Regional

A história por um triz em Piratininga

Tânia Fonseca
| Tempo de leitura: 4 min

Piratininga - Um clima de nostalgia e expectativa cerca a possibilidade de restauração do imóvel que por anos foi sede do Club Piratininga, outrora símbolo de prestígio do poderio econômico do município. Há décadas desativado e hoje pertencente à prefeitura local, o prédio é objeto de estudo do Conselho de Defesa do Patrimônio Histórico, Arqueológico, Artístico e Turístico do Estado de São Paulo (Condephaat) e pode, num futuro próximo, ser tombado.

A notícia de que o Condephaat vai realizar estudos visando o possível tombamento do imóvel foi publicada na edição do dia 8 de janeiro último do Diário Oficial do Estado.

A medida ordenando a abertura do processo de tombamento assegura, desde logo, a preservação do bem até decisão final da autoridade competente.

A partir de agora, fica proibida qualquer intervenção que possa vir a descaracterizar a obra, sem prévia autorização do Condephaat. O descumprimento da medida pode acarretar em punição, com sanções penais previstas no artigo 166 do Código Penal Brasileiro e na lei 7347-85.

O Club Piratininga foi inaugurado em 1931 e por anos foi motivo de orgulho à comunidade local. A notícia do provável tombamento que por conseqüência pode facilitar a restauração no que diz respeito a conquistas de recursos financeiros para a obra, faz brilhar os olhos de muitos moradores, principalmente daqueles mais antigos que bailaram ao som de grandes orquestras.

Entre esses personagens está o casal Rubens e Maria da Penha Chiecco Crepaldi. Hoje, beirando aos setenta anos de idade, eles contam que “foram anos maravilhosos, de muitas lutas e glória”.

O “Baile do Algodão”, por exemplo, conta Rubens, era o mais esperado evento do ano. Fazia jus a uma das maiores riquezas do município que na época contava com duas grandes máquinas de beneficiar o produto que era cultivado na região.

A restauração do prédio estará propiciando também o resgate da história da cidade. “Afinal, relembrando o passado estamos preservando o futuro. E o que é uma cidade sem memória, sem história?”, indaga Maria da Penha.

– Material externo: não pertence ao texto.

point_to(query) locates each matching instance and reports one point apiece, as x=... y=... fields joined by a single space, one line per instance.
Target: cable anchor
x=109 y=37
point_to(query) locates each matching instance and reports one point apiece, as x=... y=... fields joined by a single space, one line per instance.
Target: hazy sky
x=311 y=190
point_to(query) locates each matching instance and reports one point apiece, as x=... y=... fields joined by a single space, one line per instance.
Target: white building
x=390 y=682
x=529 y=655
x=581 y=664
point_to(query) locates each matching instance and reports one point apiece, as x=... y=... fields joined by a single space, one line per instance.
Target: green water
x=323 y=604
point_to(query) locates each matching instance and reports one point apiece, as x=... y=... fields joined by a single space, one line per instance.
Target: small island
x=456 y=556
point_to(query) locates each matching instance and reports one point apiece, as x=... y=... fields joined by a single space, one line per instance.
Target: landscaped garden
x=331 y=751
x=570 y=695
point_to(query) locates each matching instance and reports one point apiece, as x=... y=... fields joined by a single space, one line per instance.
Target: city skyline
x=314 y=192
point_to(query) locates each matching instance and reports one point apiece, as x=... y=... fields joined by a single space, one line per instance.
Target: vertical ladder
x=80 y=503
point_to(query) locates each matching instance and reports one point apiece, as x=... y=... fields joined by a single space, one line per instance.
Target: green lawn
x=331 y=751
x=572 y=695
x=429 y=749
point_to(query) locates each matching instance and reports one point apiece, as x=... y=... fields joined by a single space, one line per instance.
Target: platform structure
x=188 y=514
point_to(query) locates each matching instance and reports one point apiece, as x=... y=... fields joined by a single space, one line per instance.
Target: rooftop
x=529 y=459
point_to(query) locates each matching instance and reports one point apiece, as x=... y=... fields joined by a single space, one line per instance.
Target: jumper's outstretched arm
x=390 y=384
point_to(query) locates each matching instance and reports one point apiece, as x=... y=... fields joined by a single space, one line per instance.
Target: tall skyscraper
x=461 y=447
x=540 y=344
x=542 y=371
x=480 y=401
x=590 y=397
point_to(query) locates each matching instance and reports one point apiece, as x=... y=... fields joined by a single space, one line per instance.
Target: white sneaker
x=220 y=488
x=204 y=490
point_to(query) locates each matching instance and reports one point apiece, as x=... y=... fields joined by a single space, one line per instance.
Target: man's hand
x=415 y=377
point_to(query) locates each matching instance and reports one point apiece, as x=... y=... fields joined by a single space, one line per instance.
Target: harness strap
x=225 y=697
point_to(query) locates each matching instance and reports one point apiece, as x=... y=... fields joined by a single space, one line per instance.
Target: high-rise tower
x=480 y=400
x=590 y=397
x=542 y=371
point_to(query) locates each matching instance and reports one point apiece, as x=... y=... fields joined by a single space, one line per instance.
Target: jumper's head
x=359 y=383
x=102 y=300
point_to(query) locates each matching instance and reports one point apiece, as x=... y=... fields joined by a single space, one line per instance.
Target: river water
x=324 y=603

Mas a restauração do Club Piratininga teria uma importância além do resgate de dados históricos, ponderam os moradores. É que o prédio fica na área central da cidade, no cruzamento das ruas Faustino Ribeiro da Silva e Plínio de Godoy e sua recuperação tornaria a triste imagem numa paisagem mais agradável.

Para o advogado Rodolpho Veronez, que mora praticamente em frente ao antigo clube e se diz um apaixonado pela cidade, a restauração do prédio “seria uma grande felicidade “.

Como sócio que foi do Club Piratininga, ele e sua mulher, Helena Swensson Ribeiro Veronez, garantem que teriam muito a comemorar com a preservação da história. “Se tivéssemos a felicidade de vê-lo restaurado, seria um orgulho imenso”.

Lacrado

Depois que o clube deixou de existir na cidade, há cerca de 30 anos, o prédio chegou a abrigar outros projetos que no entanto, também foram interrompidos. Para evitar invasões e mais danos, a prefeitura lacrou as portas e portões com alvenaria.

De acordo com o prefeito Odail Falqueiro (PFL), na eventualidade de uma restauração, tudo seria alterado novamente em seus mínimos detalhes, inclusive as janelas que estão totalmente descaracterizadas, uma vez que eram verticais de madeira e hoje são uma espécie de vidraças.

O que fazer do prédio

Uma vez tombado, o prefeito Odail Falqueiro afirma que não faltariam destinação ao prédio do antigo Club Piratininga. “Poderia vir a ser um centro de lazer, por exemplo”, diz.

Mas a destinação do imóvel ainda é assunto para uma segunda etapa. O principal, lembra o prefeito, é providenciar a restauração do imóvel que está bastante danificado e até descaracterizado se comparado a seu projeto original.

Se o tombamento se confirmar, o prefeito imagina que ficará menos difícil conseguir recursos para a obra. “Além de recursos públicos, poderemos recorrer inclusive à iniciativa particular”.

Outro morador que acompanha de perto a história do município e por conseqüência do antigo clube, é Hélio Pires. Ele já escreveu a respeito e prepara uma nova publicação.

Sobre a destinação que o imóvel deveria ter, ele é enfático ao afirmar que o poder legislativo da cidade deveria ficar com o prédio. Seria a história fazendo história. Hoje, a Câmara ocupa uma sala no mesmo prédio onde funciona a prefeitura.